Causal Engine: FRETTLSM Keyword-Matching
Section titled “Causal Engine: FRETTLSM Keyword-Matching”The causal engine classifies root causes using the FRETTLSM taxonomy developed by Dibyendu De:
| Letter | Category | Examples |
|---|---|---|
| F | Force | Preload, misalignment, unbalance |
| R | Reactive | Resonance, structural looseness |
| E | Environment | Contamination, corrosion |
| T | Temperature | Thermal expansion, overheating |
| T | Tribology | Surface fatigue, pitting |
| L | Lubrication | Starvation, wrong viscosity |
| S | Surface | Spalling, brinelling, erosion |
| M | Man | Wrong clearance, installation error |
Each of the 121 rules is classified by FRETTLSM category.

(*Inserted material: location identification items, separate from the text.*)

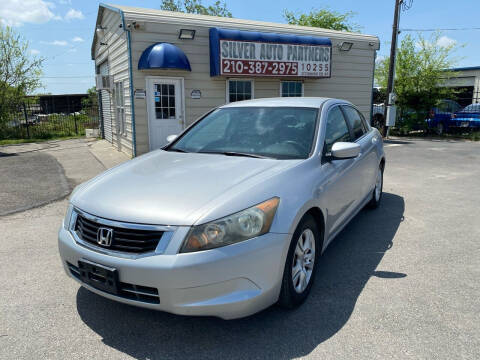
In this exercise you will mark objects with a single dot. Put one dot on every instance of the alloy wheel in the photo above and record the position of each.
(303, 261)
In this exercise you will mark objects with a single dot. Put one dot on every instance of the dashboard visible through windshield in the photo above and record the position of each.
(279, 133)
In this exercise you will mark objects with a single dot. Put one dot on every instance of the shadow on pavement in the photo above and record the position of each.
(345, 268)
(397, 142)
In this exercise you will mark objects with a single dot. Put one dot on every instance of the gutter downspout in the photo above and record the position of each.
(130, 73)
(129, 49)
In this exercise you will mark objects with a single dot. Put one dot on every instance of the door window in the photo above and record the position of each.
(356, 121)
(164, 100)
(336, 128)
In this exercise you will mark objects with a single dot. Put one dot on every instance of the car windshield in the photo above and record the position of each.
(279, 133)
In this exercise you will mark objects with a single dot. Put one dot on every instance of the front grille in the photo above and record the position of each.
(126, 240)
(125, 290)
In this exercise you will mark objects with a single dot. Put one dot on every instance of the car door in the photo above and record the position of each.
(366, 162)
(341, 187)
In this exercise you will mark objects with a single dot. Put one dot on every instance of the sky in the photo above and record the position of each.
(61, 31)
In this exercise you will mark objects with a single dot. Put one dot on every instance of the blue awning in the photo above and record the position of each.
(163, 56)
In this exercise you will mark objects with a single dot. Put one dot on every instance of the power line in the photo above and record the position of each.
(67, 77)
(444, 29)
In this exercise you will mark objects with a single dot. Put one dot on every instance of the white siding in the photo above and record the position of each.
(116, 54)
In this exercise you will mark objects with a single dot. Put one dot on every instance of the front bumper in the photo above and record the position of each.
(228, 282)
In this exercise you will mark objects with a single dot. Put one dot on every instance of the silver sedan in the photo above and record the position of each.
(232, 215)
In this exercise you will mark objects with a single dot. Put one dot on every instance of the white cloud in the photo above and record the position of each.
(74, 14)
(55, 42)
(19, 12)
(445, 41)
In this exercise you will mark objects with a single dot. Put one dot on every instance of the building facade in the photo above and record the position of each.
(163, 70)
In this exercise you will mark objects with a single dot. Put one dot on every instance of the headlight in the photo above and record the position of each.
(240, 226)
(68, 217)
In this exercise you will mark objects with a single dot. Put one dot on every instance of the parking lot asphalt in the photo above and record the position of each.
(400, 282)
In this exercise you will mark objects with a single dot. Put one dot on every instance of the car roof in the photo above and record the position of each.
(310, 102)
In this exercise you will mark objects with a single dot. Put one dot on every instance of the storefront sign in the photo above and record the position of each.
(244, 53)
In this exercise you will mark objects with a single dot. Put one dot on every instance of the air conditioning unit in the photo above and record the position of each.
(104, 82)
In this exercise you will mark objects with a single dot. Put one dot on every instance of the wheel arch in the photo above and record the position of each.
(319, 218)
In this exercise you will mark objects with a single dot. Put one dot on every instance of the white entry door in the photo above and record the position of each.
(165, 109)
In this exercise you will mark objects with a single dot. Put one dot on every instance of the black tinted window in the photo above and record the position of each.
(337, 129)
(355, 121)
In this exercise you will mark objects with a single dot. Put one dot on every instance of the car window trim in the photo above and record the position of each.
(362, 119)
(324, 147)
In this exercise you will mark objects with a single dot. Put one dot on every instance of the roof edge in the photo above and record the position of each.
(130, 11)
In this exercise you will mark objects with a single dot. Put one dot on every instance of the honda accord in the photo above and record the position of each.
(232, 215)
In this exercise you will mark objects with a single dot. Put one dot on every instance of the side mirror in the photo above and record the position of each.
(345, 150)
(170, 138)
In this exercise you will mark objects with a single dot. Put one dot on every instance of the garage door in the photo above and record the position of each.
(106, 107)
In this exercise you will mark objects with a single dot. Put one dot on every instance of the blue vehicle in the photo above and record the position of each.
(468, 117)
(441, 118)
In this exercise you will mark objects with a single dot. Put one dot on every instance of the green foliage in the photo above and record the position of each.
(323, 18)
(420, 73)
(219, 8)
(91, 100)
(19, 73)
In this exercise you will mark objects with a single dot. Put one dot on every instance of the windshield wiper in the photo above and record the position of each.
(234, 153)
(177, 150)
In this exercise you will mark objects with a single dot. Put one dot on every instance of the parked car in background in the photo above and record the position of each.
(468, 117)
(232, 215)
(441, 118)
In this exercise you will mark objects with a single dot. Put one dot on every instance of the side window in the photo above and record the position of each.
(355, 120)
(337, 129)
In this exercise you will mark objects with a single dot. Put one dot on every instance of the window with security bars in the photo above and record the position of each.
(239, 90)
(165, 101)
(291, 89)
(120, 108)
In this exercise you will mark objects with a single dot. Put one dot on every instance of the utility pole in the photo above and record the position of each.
(390, 110)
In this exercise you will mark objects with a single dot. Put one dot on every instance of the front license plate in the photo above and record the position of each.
(99, 276)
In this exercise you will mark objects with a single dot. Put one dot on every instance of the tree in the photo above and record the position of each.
(219, 8)
(421, 70)
(323, 18)
(19, 72)
(91, 100)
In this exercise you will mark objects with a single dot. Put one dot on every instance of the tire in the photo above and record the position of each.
(378, 190)
(293, 293)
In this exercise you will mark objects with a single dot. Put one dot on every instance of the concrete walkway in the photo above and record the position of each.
(36, 174)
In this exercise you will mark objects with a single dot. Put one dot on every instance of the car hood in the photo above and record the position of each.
(170, 188)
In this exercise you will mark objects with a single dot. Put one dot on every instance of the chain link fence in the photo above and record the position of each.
(32, 121)
(458, 114)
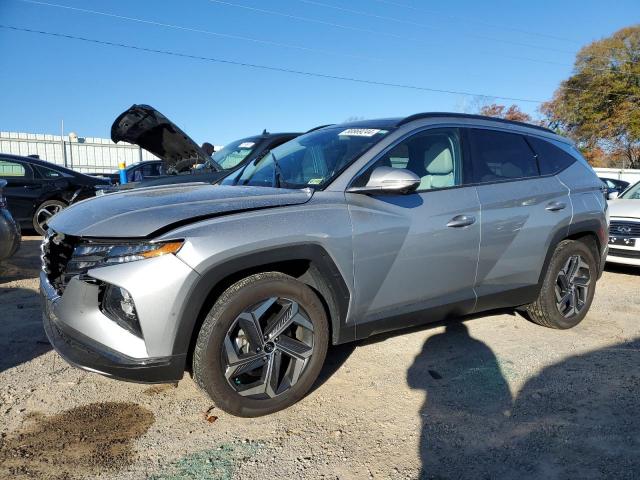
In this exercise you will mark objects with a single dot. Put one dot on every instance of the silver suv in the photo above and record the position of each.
(341, 233)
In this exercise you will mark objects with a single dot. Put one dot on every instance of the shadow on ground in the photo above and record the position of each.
(623, 269)
(579, 418)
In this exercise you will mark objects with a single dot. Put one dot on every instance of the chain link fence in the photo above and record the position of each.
(86, 155)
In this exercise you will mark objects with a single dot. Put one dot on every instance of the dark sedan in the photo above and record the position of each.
(36, 190)
(9, 229)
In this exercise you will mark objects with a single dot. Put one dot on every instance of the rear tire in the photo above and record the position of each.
(568, 287)
(262, 345)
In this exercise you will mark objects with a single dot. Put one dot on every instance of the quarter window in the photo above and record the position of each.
(13, 170)
(434, 155)
(500, 156)
(49, 173)
(551, 159)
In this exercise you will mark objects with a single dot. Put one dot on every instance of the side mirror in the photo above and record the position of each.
(389, 180)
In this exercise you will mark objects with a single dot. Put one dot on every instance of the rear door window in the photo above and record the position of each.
(551, 159)
(499, 156)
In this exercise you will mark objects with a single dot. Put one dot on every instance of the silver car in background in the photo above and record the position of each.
(624, 231)
(339, 234)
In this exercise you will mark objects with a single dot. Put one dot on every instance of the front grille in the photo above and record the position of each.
(57, 250)
(624, 229)
(619, 252)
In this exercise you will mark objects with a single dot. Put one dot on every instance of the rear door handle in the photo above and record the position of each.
(555, 206)
(461, 221)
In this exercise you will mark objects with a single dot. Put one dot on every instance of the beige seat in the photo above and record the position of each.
(438, 164)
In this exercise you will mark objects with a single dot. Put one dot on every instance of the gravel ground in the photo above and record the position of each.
(491, 397)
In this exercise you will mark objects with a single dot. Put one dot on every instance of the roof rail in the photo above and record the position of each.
(419, 116)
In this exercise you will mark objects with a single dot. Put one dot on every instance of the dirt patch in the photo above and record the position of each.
(160, 388)
(84, 440)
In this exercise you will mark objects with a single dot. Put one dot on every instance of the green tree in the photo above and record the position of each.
(599, 105)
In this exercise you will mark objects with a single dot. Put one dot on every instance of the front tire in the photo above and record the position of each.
(43, 214)
(262, 345)
(568, 287)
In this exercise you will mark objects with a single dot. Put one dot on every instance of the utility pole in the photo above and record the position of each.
(64, 149)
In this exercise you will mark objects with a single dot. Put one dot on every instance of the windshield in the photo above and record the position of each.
(311, 160)
(632, 193)
(234, 153)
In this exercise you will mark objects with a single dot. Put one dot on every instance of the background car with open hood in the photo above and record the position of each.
(183, 160)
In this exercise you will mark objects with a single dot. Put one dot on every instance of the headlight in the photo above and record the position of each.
(94, 255)
(117, 304)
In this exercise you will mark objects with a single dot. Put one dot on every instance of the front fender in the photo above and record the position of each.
(328, 281)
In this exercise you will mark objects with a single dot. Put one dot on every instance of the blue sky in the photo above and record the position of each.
(498, 48)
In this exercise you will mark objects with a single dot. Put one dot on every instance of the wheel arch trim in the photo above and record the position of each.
(326, 279)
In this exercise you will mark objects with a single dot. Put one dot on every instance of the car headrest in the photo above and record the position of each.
(438, 159)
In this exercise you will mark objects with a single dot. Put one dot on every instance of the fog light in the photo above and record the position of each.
(118, 305)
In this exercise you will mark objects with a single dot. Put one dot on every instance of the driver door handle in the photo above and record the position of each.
(555, 206)
(461, 221)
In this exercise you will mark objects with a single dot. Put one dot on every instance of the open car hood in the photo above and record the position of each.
(143, 125)
(143, 212)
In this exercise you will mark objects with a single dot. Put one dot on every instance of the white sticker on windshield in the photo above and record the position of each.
(361, 132)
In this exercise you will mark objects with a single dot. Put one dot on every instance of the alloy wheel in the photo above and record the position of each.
(267, 348)
(572, 286)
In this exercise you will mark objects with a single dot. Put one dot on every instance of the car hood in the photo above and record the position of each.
(622, 207)
(143, 125)
(143, 212)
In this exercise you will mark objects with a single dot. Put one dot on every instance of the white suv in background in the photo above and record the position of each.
(624, 231)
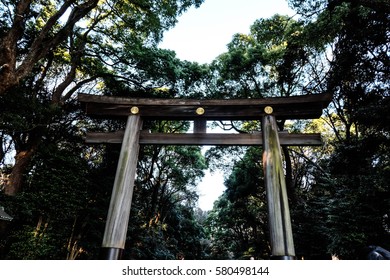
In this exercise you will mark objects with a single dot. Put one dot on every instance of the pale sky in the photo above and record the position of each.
(201, 35)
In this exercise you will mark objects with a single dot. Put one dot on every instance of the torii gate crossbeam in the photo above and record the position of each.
(267, 110)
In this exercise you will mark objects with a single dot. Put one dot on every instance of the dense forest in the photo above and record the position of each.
(57, 188)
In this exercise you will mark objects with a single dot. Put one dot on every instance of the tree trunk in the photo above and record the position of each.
(15, 181)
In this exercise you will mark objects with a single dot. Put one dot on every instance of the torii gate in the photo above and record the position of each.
(267, 110)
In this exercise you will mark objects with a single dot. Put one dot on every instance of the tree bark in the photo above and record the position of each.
(10, 74)
(15, 181)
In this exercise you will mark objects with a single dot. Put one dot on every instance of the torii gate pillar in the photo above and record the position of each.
(296, 107)
(281, 238)
(119, 210)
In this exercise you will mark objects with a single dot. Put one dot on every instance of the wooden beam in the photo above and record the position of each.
(295, 107)
(197, 139)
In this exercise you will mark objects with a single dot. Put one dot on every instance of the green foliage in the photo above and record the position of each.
(238, 222)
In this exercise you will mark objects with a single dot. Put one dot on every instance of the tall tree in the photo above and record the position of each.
(51, 50)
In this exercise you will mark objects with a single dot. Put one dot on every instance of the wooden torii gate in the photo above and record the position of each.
(267, 110)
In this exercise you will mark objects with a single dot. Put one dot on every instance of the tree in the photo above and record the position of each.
(51, 50)
(237, 225)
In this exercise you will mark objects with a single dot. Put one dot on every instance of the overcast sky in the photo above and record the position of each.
(201, 35)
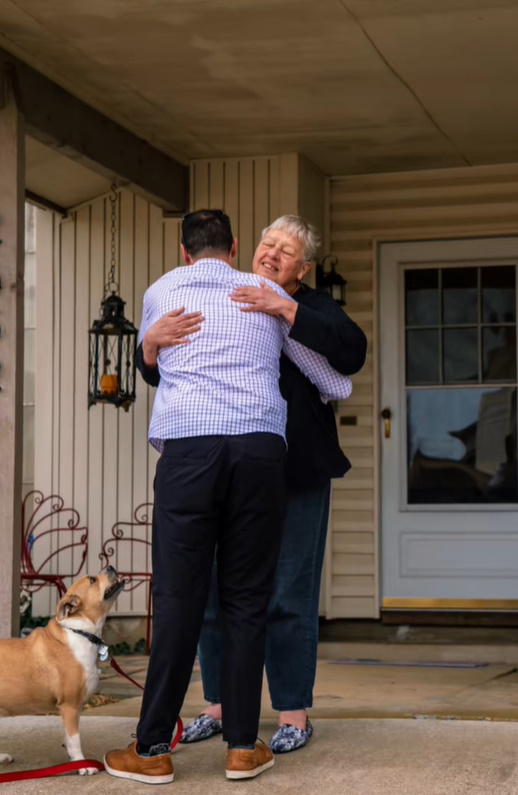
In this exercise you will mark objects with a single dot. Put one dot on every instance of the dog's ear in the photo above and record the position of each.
(67, 606)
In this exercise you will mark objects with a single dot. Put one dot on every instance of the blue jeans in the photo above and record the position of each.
(292, 628)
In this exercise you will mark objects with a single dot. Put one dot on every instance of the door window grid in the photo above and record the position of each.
(451, 457)
(425, 342)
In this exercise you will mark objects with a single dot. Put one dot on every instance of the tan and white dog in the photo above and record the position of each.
(55, 668)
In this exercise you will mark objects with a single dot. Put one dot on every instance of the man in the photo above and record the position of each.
(218, 419)
(284, 255)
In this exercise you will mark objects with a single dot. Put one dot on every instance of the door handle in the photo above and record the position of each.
(387, 416)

The causal engine matches diagnostic findings to their FRETTLSM classification and builds cause chains: trigger (the initiator) > accelerator (what made it worse) > retarder (what could have slowed it).
Confidence Module: Canonical Scoring Standard
Section titled “Confidence Module: Canonical Scoring Standard”All confidence scores across the system follow a single canonical standard:
- Format: Numeric float, range
0.0to1.0 - Field name:
confidence_scoreeverywhere
Qualitative labels are mapped to fixed numeric values:
| Label | Value | Application |
|---|---|---|
| High | 0.85 | Direct sensor confirmation |
| Medium-high | 0.75 | Strong single-source evidence |
| Medium | 0.60 | Ambiguous/single source |
| Low | 0.40 | Weak signal/noisy data |
| Insufficient | 0.00 | Contradictory evidence |
Decision thresholds: RCM activation requires >= 0.70. Safety escalation requires >= 0.80. Dashboard display suppresses anything below 0.50 to prevent noise from reaching operators.
Data Flow Architecture
Section titled “Data Flow Architecture”A complete diagnostic request traces the following path through the system:
1. Sensor data arrives via POST /rapid-ai/v1/evaluate Request includes: equipment_id, system_type, operating_speed_hz, signal waveform, sampling_rate_hz, signal_type.
2. _resolve_asset_context() enriches the request with machine_type and criticality from the database.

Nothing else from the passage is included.